For many years, those in MCB leadership have encountered the perception that the Executive Committee and the Board does not listen to its members. I can assure our members that this has never been my experience during my time on the Board. Nevertheless, this year, I have asked our President-Elect Fred DeVore and Vice President Erin Taylor to serve as a unofficial board liaison to the MCB Committees and MCB Sections, respectively, so that we at the Board level better understand and are able to respond to the concerns of those groups on a grassroots level.
We will offer to our Bar leaders the opportunity to take part in virtual training, including in the area of multiculturalism. For our members, we are in the process of developing multiple continuing legal education courses, including one on implicit bias, which will be offered without cost as part of your MCB membership. Finally, we will continue to find innovative ways to speak to the concerns of our members in their lives and in their practices albeit virtually for the time being.

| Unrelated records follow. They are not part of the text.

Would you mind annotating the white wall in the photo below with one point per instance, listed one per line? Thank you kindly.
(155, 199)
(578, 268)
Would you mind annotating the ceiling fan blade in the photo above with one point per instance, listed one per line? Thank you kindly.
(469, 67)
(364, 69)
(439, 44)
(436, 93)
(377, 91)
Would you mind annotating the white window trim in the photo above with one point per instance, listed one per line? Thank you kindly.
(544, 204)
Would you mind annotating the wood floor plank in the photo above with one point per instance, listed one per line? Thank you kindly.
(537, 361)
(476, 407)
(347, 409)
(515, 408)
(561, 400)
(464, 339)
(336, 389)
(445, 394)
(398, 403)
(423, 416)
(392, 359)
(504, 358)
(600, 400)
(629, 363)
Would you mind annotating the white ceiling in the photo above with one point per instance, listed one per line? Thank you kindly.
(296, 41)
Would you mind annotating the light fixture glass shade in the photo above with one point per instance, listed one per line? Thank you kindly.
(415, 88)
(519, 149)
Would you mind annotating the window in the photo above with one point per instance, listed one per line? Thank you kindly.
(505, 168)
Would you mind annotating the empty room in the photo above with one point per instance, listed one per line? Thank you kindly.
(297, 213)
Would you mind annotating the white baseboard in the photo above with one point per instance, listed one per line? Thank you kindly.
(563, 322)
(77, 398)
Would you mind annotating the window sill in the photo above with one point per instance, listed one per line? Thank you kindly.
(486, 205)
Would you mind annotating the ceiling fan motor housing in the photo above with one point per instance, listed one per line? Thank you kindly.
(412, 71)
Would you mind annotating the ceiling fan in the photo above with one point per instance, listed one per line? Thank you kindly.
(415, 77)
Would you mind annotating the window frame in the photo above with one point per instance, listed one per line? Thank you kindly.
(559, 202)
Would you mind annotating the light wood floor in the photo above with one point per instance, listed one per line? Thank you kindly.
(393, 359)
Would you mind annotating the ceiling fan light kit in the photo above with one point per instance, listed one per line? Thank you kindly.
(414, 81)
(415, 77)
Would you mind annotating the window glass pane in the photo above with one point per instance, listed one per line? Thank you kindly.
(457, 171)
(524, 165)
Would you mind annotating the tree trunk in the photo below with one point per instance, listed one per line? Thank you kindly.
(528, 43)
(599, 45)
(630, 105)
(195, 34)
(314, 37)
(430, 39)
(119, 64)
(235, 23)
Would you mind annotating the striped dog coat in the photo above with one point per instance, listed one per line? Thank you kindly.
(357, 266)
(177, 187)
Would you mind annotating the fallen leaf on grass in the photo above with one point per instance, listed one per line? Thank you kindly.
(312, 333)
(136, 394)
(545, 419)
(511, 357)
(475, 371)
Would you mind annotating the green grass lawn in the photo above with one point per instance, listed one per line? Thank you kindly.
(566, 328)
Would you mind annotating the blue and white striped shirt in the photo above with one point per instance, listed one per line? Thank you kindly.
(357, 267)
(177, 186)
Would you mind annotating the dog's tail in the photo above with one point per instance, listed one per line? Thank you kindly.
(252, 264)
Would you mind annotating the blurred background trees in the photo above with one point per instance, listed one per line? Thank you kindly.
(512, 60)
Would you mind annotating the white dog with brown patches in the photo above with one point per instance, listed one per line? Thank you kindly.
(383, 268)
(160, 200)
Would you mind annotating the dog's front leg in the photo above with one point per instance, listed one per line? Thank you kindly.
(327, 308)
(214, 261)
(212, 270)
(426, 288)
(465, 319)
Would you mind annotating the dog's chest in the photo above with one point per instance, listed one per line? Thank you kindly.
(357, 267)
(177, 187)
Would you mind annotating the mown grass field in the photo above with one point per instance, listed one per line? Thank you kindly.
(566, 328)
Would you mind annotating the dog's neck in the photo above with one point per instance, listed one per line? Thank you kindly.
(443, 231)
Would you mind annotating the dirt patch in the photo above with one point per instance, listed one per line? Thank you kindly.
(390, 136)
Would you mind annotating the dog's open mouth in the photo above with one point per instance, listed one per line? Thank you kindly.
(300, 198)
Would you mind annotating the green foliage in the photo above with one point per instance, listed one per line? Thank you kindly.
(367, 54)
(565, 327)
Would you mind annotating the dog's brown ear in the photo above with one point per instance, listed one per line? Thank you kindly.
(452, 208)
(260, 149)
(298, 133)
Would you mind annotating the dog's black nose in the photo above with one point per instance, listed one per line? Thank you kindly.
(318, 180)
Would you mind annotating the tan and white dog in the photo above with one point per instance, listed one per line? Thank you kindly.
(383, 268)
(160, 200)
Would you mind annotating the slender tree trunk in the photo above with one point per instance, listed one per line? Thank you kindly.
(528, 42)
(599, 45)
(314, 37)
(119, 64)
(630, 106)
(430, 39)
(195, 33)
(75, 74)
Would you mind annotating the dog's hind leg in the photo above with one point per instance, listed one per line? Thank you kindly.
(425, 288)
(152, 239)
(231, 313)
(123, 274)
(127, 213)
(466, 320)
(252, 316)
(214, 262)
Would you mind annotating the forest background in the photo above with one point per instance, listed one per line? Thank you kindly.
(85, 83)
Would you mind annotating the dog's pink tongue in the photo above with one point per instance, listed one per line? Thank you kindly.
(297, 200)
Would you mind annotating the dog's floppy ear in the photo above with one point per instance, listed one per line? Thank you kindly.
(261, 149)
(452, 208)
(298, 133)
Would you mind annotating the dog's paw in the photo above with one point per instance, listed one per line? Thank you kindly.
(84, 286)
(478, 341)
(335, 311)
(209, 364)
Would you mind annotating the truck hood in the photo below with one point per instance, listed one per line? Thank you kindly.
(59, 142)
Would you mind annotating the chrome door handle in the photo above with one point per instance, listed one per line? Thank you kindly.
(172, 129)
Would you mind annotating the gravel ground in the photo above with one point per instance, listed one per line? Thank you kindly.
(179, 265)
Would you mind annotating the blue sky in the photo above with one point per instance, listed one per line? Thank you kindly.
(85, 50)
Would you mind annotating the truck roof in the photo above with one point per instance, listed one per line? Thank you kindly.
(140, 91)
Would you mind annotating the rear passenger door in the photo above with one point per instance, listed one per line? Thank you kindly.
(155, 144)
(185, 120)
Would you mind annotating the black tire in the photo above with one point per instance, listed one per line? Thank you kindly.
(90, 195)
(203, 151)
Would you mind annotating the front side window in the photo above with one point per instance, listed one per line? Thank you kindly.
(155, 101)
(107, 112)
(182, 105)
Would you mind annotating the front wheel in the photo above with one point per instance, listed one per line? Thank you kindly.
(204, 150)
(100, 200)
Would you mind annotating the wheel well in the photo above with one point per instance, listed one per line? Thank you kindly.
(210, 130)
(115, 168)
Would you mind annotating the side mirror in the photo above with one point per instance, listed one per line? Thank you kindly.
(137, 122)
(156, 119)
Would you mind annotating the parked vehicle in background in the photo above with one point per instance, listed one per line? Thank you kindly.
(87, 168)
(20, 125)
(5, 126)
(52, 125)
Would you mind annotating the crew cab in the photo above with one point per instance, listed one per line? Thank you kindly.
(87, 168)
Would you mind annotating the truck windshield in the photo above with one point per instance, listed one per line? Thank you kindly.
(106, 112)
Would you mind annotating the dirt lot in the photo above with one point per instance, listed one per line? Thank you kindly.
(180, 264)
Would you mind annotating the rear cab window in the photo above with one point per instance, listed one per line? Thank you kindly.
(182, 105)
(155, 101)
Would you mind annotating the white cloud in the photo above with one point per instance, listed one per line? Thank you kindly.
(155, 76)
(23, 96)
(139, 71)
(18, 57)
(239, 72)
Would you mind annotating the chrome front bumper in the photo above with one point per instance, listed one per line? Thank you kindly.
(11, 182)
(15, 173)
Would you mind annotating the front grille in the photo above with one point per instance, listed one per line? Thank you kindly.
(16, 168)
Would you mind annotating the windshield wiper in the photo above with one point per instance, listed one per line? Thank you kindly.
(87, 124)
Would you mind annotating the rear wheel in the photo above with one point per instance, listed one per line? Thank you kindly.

At the end of Groundhog Day, Bill Murray as Phil Conners delivers one of the most poignant speeches of the film which serves as an allegory to the film theme:
“When Chekhov saw the long winter, he saw a winter bleak and dark and bereft of hope. Yet we know that winter is just another step in the cycle of life. But standing here among the people of Punxsutawney and basking in the warmth of their hearths and hearts, I couldn’t imagine a better fate than a long and lustrous winter.”
This “Groundhog Day” that we all are living under will eventually pass. I encourage you to use this time as an opportunity of renewal.